4.7 C
Munich
Selasa, November 29, 2022

Mendikbud Ingin Porsi Dana BOS 2021 Sekolah Pelosok Lebih Besar

Must read

ACEHSIANA.COM, Jakarta – Menteri Pendidikan dan Kebudayaan (Mendikbud), Nadiem Anwar Makarim menginginkan porsi dana Bantuan Operasional Sekolah (BOS) tahun 2021 lebih besar bagi sekolah pelosok terutama di daerah tertinggal, terdepan, dan terluar (3T). Hal tersebut disampaikan Nadiem dalam rapat kerja dengan Komisi X DPR pada Rabu (23/9).

Guna mewujudkan keinginan tersebut, Nadiem Makarim bakal mengubah metode penghitungan dana BOS pada 2021 mendatang.

Dikatakan Nadiem bahwa selama ini perhitungan dana BOS yang berdasarkan jumlah murid menimbulkan ketidakadilan, khususnya di sekolah yang memiliki jumlah murid sedikit serta berada di daerah 3T.

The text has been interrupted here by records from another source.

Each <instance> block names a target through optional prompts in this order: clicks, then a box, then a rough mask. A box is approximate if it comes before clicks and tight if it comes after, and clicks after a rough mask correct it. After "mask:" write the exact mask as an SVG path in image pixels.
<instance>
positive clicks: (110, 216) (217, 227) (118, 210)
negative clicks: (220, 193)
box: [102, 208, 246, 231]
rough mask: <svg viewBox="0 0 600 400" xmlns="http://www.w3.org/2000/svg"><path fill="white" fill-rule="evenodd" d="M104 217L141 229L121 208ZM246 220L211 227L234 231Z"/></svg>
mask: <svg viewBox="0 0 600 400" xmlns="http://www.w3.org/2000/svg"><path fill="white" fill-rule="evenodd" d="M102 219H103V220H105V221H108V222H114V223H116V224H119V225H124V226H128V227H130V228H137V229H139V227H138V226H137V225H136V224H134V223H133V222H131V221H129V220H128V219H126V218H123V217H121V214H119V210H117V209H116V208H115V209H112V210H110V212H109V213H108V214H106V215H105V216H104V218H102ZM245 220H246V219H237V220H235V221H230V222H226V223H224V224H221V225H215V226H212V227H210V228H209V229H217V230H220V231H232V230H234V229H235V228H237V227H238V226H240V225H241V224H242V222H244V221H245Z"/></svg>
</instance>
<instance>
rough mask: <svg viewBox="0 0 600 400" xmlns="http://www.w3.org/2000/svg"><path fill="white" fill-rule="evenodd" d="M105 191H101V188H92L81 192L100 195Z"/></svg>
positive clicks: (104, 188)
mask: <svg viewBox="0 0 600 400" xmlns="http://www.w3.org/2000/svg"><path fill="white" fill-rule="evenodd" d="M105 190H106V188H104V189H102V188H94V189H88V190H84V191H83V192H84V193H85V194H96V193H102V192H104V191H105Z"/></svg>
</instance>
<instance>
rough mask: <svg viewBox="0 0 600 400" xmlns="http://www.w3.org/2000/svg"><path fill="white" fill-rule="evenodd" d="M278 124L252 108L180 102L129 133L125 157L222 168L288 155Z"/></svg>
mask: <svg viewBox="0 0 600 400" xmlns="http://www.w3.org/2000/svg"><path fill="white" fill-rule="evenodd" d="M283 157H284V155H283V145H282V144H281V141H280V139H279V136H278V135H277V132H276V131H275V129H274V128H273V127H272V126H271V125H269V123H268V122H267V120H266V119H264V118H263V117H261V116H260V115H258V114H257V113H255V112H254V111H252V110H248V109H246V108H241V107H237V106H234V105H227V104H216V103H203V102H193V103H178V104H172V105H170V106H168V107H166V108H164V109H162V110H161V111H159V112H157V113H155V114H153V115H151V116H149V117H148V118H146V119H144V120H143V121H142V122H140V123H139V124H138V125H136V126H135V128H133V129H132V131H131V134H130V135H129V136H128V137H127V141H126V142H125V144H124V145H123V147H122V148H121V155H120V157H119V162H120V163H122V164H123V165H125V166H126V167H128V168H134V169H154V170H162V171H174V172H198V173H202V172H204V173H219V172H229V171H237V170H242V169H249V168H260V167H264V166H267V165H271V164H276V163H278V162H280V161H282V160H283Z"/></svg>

“Tapi di lapangan, sekolah yang jumlah muridnya kecil, sarana dan kualitasnya sangat kecil, itu akan merugikan sekolah di daerah yang tidak mampu dan murid sedikit,” ujar Nadiem.

Nadiem menjelaskan bahwa pihaknya mengubah metode penghitungan BOS menjadi dua variabel yakni indeks kemahalan konstruksi (IKK) dan indeks besaran peserta didik (IPD).

Menurut Nadiem, metode IKK digunakan untuk menentukan apakah area sebuah sekolah sulit dicapai atau tidak. Namun demikian, ia memastikan tak akan ada sekolah yang mengalami penurunan penerimaan dana BOS.

Nadiem mengklaim perubahan penghitungan dana BOS ini justru akan membuat sekolah yang berada di daerah 3T dan memiliki jumlah murid sedikit akan menerima dana BOS yang lebih baik.

Pendiri Gojek itu menyebut pihaknya juga menambah anggaran yang berasal dari realokasi dana BOS afirmasi dan BOS kinerja sebesar Rp2,5 triliun.

“Besaran dana BOS tidak bisa disamakan satu sekolah dengan sekolah lainnya. Sekolah yang lebih berhak menerima bantuan kita, seharusnya menerima uang yang lebih,” pungkas Nadiem.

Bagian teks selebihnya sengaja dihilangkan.